Nick Baker and Olga Kharif
Bloomberg News

WWR Article Summary (tl;dr) Bloomberg News takes a look back at the year in crypto and what could be on the horizon for 2022.


Cryptocurrencies made a giant leap in 2021, expanding well beyond their niche among geeks and Redditors. Wall Street strengthened its embrace, with Morgan Stanley Chief Executive Officer James Gorman declaring it no fad. New York Mayor-elect Eric Adams said he’ll initially get paid in Bitcoin. And tokenmania invaded pop culture, from sports, entertainment and gaming to high-end auctions. Even Major League Baseball umpires wore the FTX exchange’s logo on their chests.
Yet the industry often failed to get the basics right, still plagued by the same problems that have dogged it from the start: trading glitches, infrastructure snafus, hacks and other crypto weirdness.

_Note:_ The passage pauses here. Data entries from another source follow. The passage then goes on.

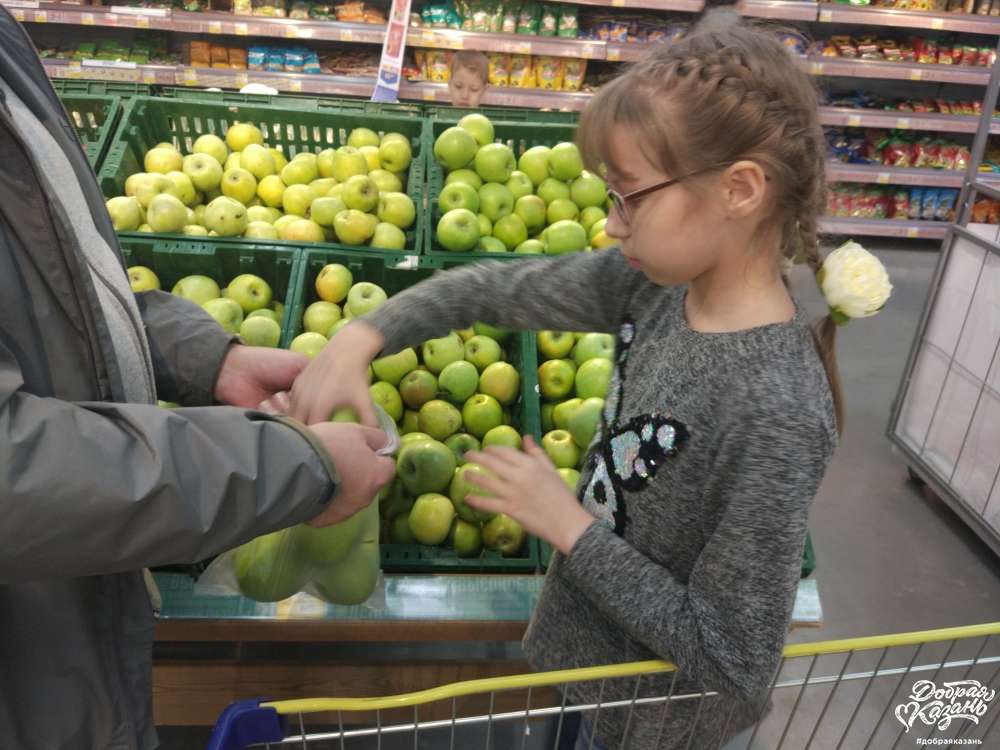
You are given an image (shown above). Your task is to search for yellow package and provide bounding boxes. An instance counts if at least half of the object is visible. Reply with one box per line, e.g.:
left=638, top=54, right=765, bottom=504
left=510, top=55, right=535, bottom=89
left=489, top=52, right=510, bottom=86
left=535, top=55, right=566, bottom=91
left=563, top=58, right=587, bottom=91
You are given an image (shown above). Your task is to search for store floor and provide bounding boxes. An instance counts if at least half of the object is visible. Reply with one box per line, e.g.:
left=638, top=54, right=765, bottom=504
left=161, top=249, right=1000, bottom=750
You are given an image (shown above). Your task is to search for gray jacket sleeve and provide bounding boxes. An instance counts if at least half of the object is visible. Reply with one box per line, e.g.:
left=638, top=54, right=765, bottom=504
left=135, top=291, right=237, bottom=406
left=0, top=334, right=336, bottom=584
left=363, top=247, right=645, bottom=354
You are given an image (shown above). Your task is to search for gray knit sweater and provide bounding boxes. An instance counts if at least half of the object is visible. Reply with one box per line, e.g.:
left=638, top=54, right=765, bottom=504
left=366, top=249, right=837, bottom=750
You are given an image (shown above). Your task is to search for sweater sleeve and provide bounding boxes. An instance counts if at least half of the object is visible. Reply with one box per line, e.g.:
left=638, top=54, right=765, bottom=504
left=363, top=248, right=645, bottom=354
left=560, top=410, right=832, bottom=699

Back when digital tokens fetched a pittance, this could be dismissed as a silly sideshow. Now, cryptocurrencies are worth real money — more than $2 trillion, assuming the tally isn’t garbled by a data error — and their backers want to overtake traditional finance and revolutionize much more. Their ability to do so — and crypto’s staying power — may hinge on addressing and fixing basic plumbing and security issues, assuming they can.

The industry uses “the Facebook model of ‘move fast and break things,’” said Larry Tabb, head of market structure research at Bloomberg Intelligence. “There’s no regulatory push to solve these problems, so it just becomes more of an issue of competition. If I get fed up with one exchange, I’ll switch to some other player.”